Two quick things I remembered I wanted to post about:
1) I never linked to this great overview on CKE (the restaurant chain that owns Hardee’s and Carl Jr’s) by portfolio.com:
In an age when other chains have been forced to at least pretend that they care about the health of their customers and have started offering packets of apples and things sprinkled with walnuts and yogurt, Hardee’s and Carl’s Jr. are purposely running in the opposite direction, unapologetically creating an arsenal of higher-priced, high-fat, high-calorie monstrosities—pioneering avant-garde concepts such as “meat as a condiment” and “fast-food porn”—and putting the message out to increasingly receptive consumers with ads that are often as controversial as the burgers themselves…
Since 2000, CKE’s average sales per store have increased by 31 percent, a rate greater than any other burger chain’s, save for the nostalgia-mongering Sonic drive-ins, with which CKE is tied. And its stock soared, from about $2 in 2001 to more than $22 last June, before slipping back to around $15 at the end of the year…

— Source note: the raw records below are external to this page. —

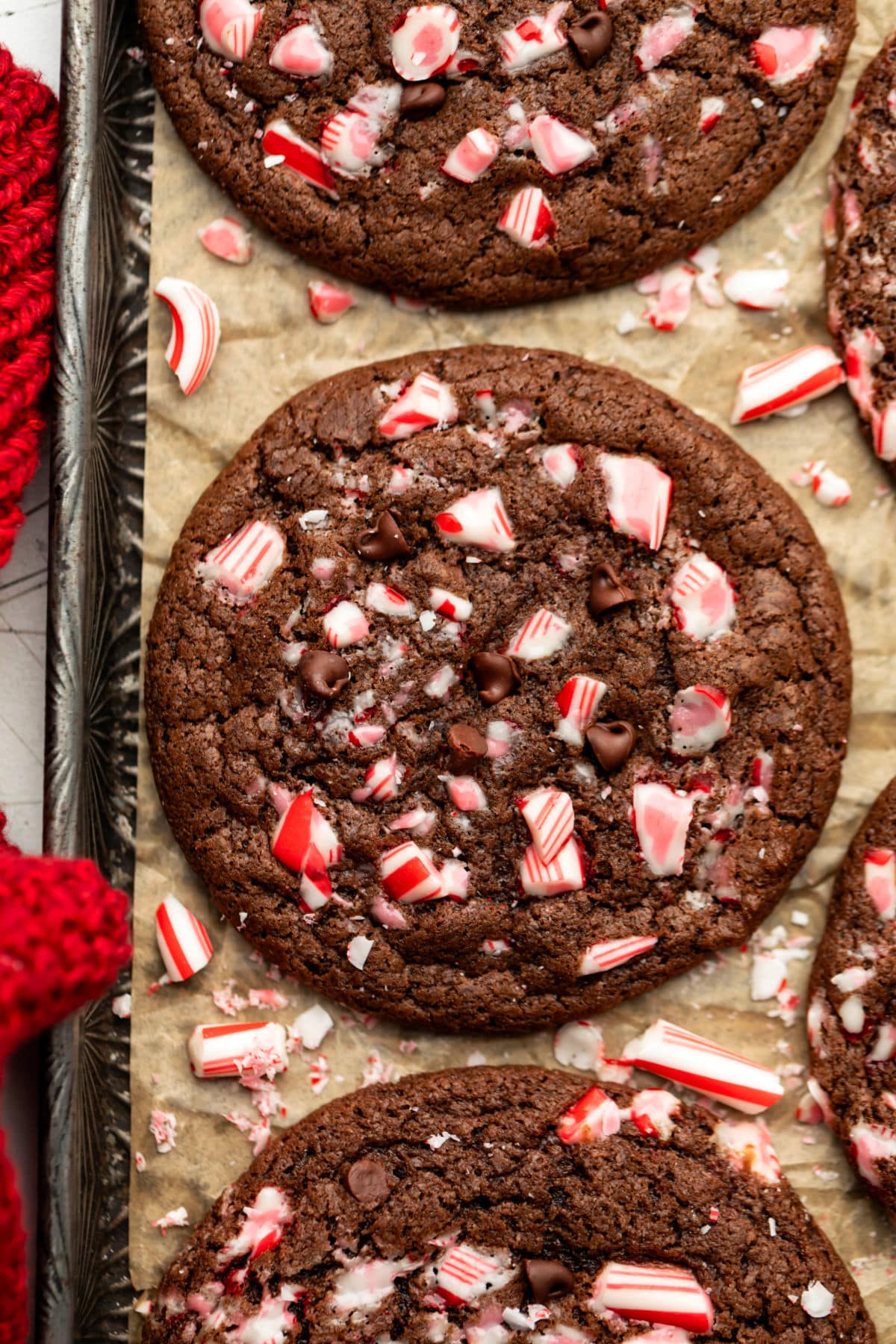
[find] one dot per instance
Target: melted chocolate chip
(608, 591)
(590, 37)
(324, 673)
(612, 744)
(385, 544)
(494, 675)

Newton, Mississippi, is a place of churches, farmland, and small, low-slung, porch-heavy houses…This is prime Hardee’s country. According to CKE’s internal market numbers, two-thirds of Hardee’s locations are in small towns, mostly in the Southeast and Midwest. Blue-collar white males are well represented in Hardee’s customer base, and one-third of all its customers fall within the coveted 18- to 34-year-old demographic. More than 70 percent of Thickburgers are bought by men. Carl’s Jr.’s patrons also skew male, though they’re more moneyed; 29 percent make more than $75,000 a year.
How unapologetic are they? Portfolio also creates a comparison flash chart of their various burgers, including the baconator. It’s worth the click-through, and the main reason I’m posting this. Those stats are insane, even before you start looking at where all that meat comes from.
2) A quick technical note that ends on a disturbing factum. If you look at a stock’s info page, you may see the value of its beta. It’s a value that is used as a proxy for how risky a stock is. It is a number value that determines how sensitive a stock is to changes in the overall market. (Technically, it is formulated as the covariance of a stock with the market divided by the variance of the stock; alternately it is the coefficient of the stock returns regressed against market returns.)
A beta of 1 acts just like the market. A beta greater than one is very sensitive to the market. GM has a beta of 2.06 (very sensitive to market downturns). Below 1 is considered low-risk. GE has a beta of .63 (pretty steady investment in good times and bad). Here’s a gold stock with a beta of .41. That’s pretty low, and for a good reasons – people buy gold and other low beta stocks to hedge against market risk (which there is a lot of these days). A beta of 0 would be completely risk free (like a government bond).
Now want to see the lowest beta I’ve seen in a while? Corrections Corporation of America with a .13 beta. Here is their webpage (there’s even a nice youtube-ish video there for your viewing pleasure – I can’t embed it, but there are several across the pages which need to be seen).
You may shrug at this, and I understand. But I can’t really convey how crazy that number works out; giving your child stock in CCA is more secure and safe than giving your child stock in GE. It’s like taking out government bonds in its risk.